This question may rather be simple to others but I'm struggling to understand it.
So for example, in the book it says, if I want to count the number of compositions for number "$7$" (e.g $6+1,3+1+2+1$, etc..),
i) For one summand, there is only 1 composition, which is $7$ (I understand this part)
ii) For two(positive) summands, we want to count the number of integer solutions for $a_1+a_2=7$, where $a_1,a_2 > 0$ ( I understand this part because I want to count two numbers that add up to $7$ so it's $a_1+a_2=7$.)
This is equal to the number of integer solutions for $x_1+x_2=5$, where $x1,x2 \ge 0$. (I don't understand this part. How can $a_1+a_2=7$, where $a1,a2 >0$, equal to $x_1+x_2=5$, where $x1,x2 \ge 0$?? Maybe I assume the 2nd statement excludes $7$ and $0$, so it equals to $5$??)
iii) Also for three summands, we want to count the number of positive integer solutions for $y_1+y_2+y_3=7$ (I understand this part. I want to count three numbers that add up to $7$)
This is equal to the number of nonnegative integer solutions for $x_1+x_2+x_3=4$ (I don't understand how 1st and 2nd statement can be equal and why the 2nd statement add up to $4$ instead of $7$)
An easy explanation would be very much appreciated. Thank you.
Best Answer
I have $7$ identical candies. I want to distribute these among $3$ (distinct) kids so that each kid gets at least one candy.

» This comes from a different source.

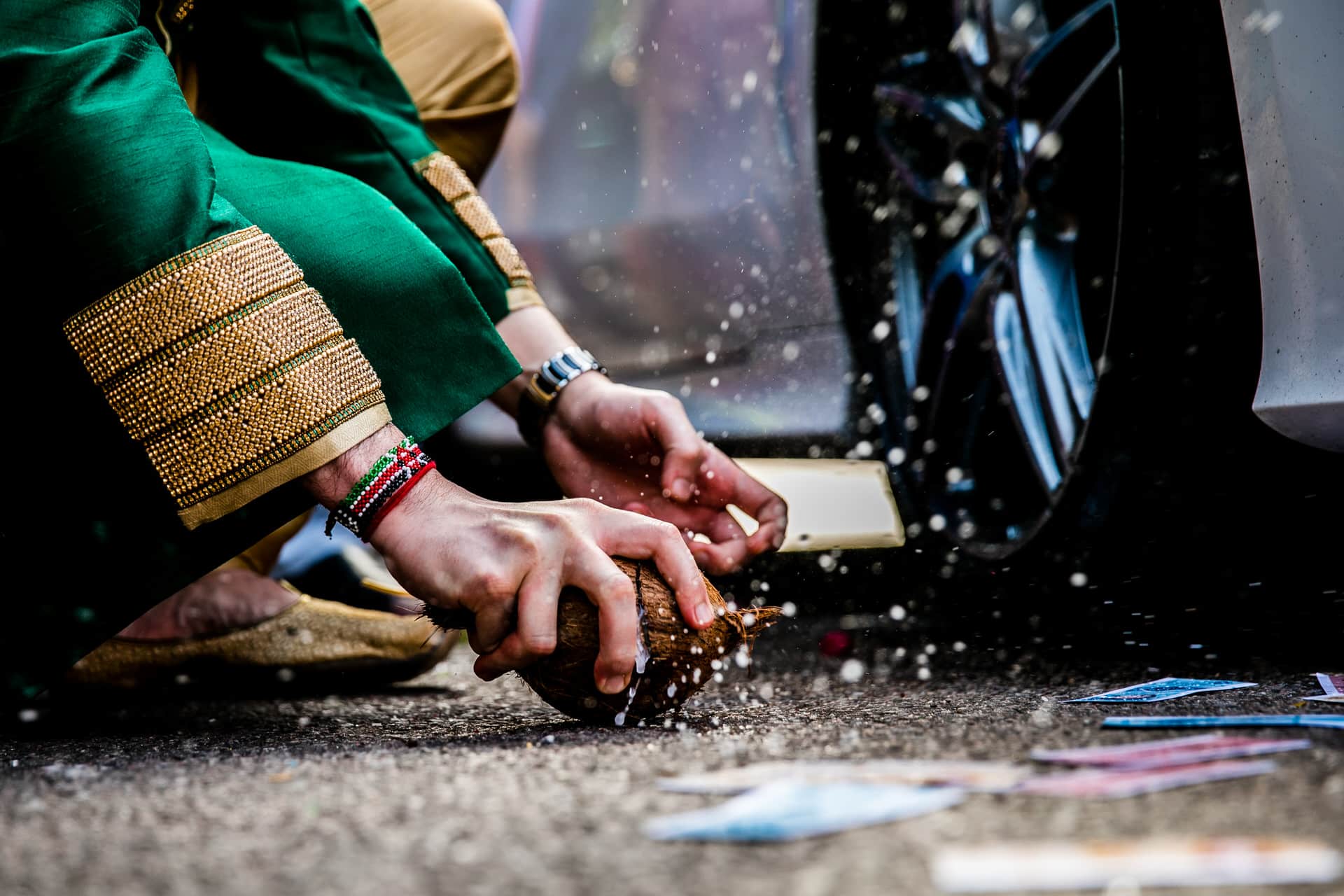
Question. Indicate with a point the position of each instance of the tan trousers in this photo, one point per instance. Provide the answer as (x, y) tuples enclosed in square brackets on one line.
[(458, 65)]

Let $x_1$ be the number of candies Kid1 will get, let $x_2$ be the number of candies Kid2 will get, and let $x_3$ be the number of candies Kid3 will get. The number of ways to do the job is the number of solutions of $x_1+x_2+x_3=7$ in positive integers (remember, each kid gets at least $1$ candy).

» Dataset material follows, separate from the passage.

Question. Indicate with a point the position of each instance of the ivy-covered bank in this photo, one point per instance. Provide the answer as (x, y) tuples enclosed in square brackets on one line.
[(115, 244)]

Now let us think about the problem another way. Since each kid will get at least $1$ candy, give $1$ to each. There are $4$ candies left. Let $y_1$ be the number of extra candies Kid1 will get, and define $y_2$ and $y_3$ similarly. Then the $y_i$ are all $\ge 0$, but one or more may be $0$. The number of ways to distribute the $4$ extra candies is the number of solutions of $y_1+y_2+y_3=4$ in non-negative integers.
Thus the number of solutions of $x_1+x_2+x_3$ in positive integers is the same as the number of solutions of $y_1+y_2+y_3=4$ in non-negative integers.
Since formulas don't cause tooth decay, you may like formulas better than candies. Suppose that $x_1+x_2+x_3=7$, where the $x_i$ are positive integers. Let $y_i=x_i-1$. Then $y_1+y_2+y_3=(x_1-1)+(x_2-1)+(x_3-1)=7-3=4$. Moreover, all solutions of $y_1+y_2+y_3=4$ in non-negative integers are obtained from a unique solution of $x_1+x_2+x_3=7$ in positive integers by setting $y_i=x_i-1$.